Intimement lié à l’architecture vernaculaire en Suisse, le bois est une ressource renouvelable dont les usages en construction évoluent en permanence suivant de près les avancées techniques. Dans le bâtiment de Tamedi par Shigeru Ban à Zurich, l’assistance à la découpe par ordinateur à permis des découpes inimaginables une décennie auparavant et ouvrant la voie à des assemblages novateurs, se passant du métal. Les sections importantes repoussent le danger principal de l’affaiblissement de la structure en cas d’incendie traditionnellement associé au bois.


Extraits d’interview

Quels sont les éléments innovateurs de cet édifice?

Shigeru Ban: C’est tout à fait nouveau qu’un bâtiment de bureau de cette importance, avec 7 niveaux, soit construit en bois. C’est la première fois non seulement en Suisse mais aussi dans le monde. […]

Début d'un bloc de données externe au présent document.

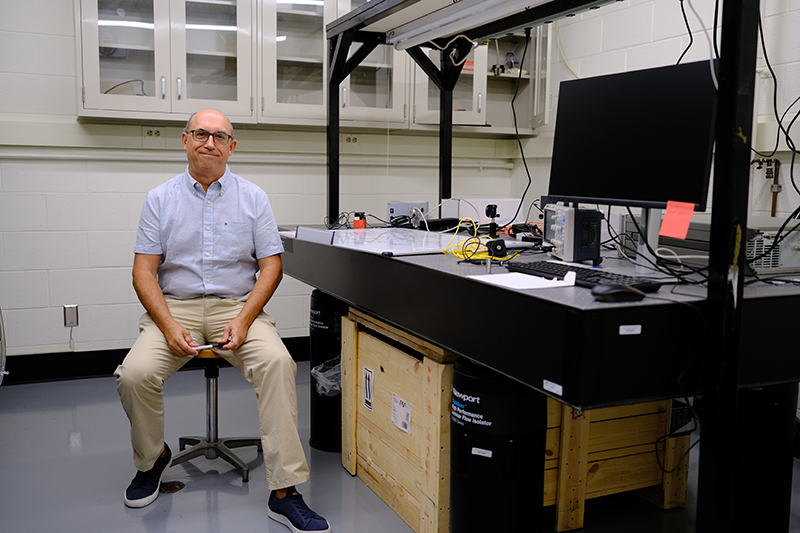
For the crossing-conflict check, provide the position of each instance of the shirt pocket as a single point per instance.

En effet, l’utilisation de colonnes structurelles en bois à la place du béton était un de mes objectifs essentiels pour ce projet. Je voulais également réaliser les poutres et l’assemblage en bois chevillé sans recourir au métal. Les formes spéciales des poutres ne pouvaient qu’être réalisées en bois, en raison du caractère souple propre au bois.

Le président de Tamedia m’a demandé de créer «une ambiance agréable pour le travail». Pour cette raison aussi, j’ai choisi le bois. Dans un tel bâtiment, on se sent calme, paisible, comme dans son salon, ou dans un chalet.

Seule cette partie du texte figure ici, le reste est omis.